Republicans shut down the government in a last ditch effort to keep millions of Americans from getting health care insurance.

The budget and the debt ceiling isn’t complicated at all, however, it’s full of misconceptions and urban myths.

Some facts worth remembering.

Democrats have already agreed to fund the government at Republican level. Despite what you might have heard on Fox, or other right wing propaganda media, there have only been two serious government shutdowns in recent history, and both were the result of Republican ultimatums.

Democrats in the Senate have been begging House Republicans to negotiate over the budget for the past six months, but Republicans have steadfastly refused.

That’s because Republicans wanted to wait until they had either a government shutdown or a debt ceiling breach as leverage, something they’ve been very clear about all along. Republicans talk compromise, but they’ve offered nothing in return for agreeing to their demands except to keep the government intact if they get their way. The American public is strongly opposed to using a government shutdown to stop the Affordable Care Act.

Contrary to Republican claims, the deficit is not increasing.
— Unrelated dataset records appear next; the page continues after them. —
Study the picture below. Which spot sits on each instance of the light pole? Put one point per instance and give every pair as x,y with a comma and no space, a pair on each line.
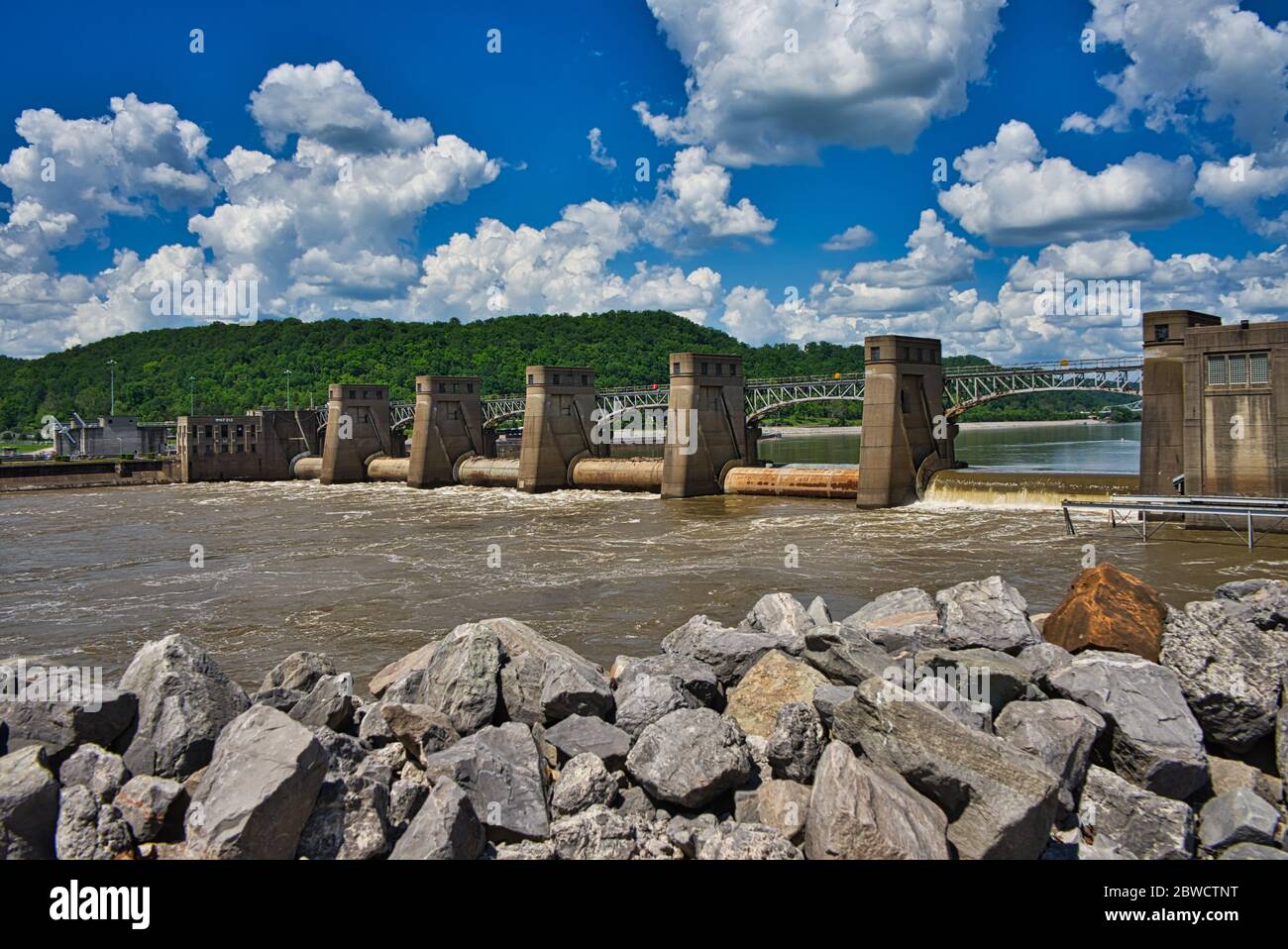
111,366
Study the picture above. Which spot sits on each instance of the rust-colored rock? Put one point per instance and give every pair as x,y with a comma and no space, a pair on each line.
1108,608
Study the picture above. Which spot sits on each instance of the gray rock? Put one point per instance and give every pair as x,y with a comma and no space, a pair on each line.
818,612
278,698
500,769
827,698
1252,851
63,726
1126,821
351,815
863,811
154,807
460,678
1237,816
797,743
99,770
583,782
1231,670
844,654
979,675
580,734
29,805
988,613
423,730
446,828
89,829
1042,660
1261,601
1003,801
1061,734
184,700
728,652
258,791
1153,738
331,704
544,682
730,841
297,673
781,615
690,757
900,619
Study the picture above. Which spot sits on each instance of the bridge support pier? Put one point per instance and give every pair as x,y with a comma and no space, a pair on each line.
357,426
447,426
557,426
903,412
707,428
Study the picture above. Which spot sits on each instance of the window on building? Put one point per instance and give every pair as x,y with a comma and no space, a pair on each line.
1237,369
1216,369
1258,369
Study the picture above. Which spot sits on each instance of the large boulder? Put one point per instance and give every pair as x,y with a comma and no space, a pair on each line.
1120,819
97,769
1153,738
351,814
691,757
544,682
446,828
154,807
184,703
580,734
29,805
988,613
1107,608
1237,816
728,652
1061,734
648,689
69,718
774,682
297,673
844,654
1003,801
258,791
500,769
583,783
781,615
89,829
1231,670
797,742
900,619
864,811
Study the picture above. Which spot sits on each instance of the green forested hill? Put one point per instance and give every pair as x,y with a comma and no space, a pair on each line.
240,368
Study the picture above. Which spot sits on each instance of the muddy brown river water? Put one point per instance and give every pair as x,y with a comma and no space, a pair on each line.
369,572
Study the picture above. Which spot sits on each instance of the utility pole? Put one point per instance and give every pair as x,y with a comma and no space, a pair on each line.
111,366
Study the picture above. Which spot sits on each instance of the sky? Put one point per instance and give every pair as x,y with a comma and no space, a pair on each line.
785,170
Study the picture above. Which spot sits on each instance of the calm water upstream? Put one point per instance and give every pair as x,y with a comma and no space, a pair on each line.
369,572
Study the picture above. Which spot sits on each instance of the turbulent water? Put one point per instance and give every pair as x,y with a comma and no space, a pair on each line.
369,572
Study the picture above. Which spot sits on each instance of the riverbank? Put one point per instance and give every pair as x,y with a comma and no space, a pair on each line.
919,726
803,430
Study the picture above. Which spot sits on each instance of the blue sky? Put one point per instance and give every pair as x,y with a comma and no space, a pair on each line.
373,159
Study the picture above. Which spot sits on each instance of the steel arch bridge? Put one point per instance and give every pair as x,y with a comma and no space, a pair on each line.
965,386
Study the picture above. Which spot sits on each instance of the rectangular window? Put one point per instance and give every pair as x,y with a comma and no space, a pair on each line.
1237,369
1258,369
1216,369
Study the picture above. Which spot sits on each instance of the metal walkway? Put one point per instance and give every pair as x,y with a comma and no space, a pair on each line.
1237,514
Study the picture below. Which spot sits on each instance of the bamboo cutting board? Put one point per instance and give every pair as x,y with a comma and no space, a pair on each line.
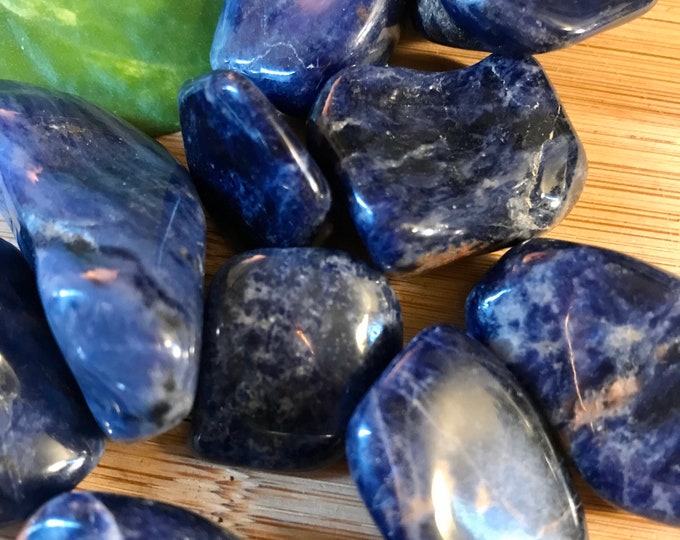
621,90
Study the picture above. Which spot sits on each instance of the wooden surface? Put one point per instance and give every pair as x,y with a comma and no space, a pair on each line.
621,90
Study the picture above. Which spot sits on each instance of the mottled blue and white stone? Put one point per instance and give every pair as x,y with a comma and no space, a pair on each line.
594,337
248,164
293,338
115,232
289,48
86,515
49,441
512,28
437,166
447,445
435,23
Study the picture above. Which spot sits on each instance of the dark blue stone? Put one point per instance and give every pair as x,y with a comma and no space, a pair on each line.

It peaked in 2009 and has been dropping ever since, declining by $200 billion last year with another $450 billion drop projected this year.

A long, protracted government shutdown is likely to seriously hurt economic recovery, a long shutdown could slash GDP in the fourth quarter by 1 percentage point, and reduce employment by over a million jobs.

Democrats have not used debt ceiling hostage taking in the past to force presidents to accept their political agenda, Newt Gingrich tried and failed miserably.

This whole dispute is about the Republican Party fighting to make sure the working poor don’t have access to affordable health care, furthering the divide between working poor and those at the top. Obamacare is not the work of leprechauns or bogeymen, it’s the law, bringing together what were originally Republican ideas, (Mitt Romney should get an honoree mention), which will make it possible for millions of Americans lacking health insurance to now obtain it.

Officially called Affordable Care Act, Republicans mockingly coined it Obamacare in a effort to diminish its intent.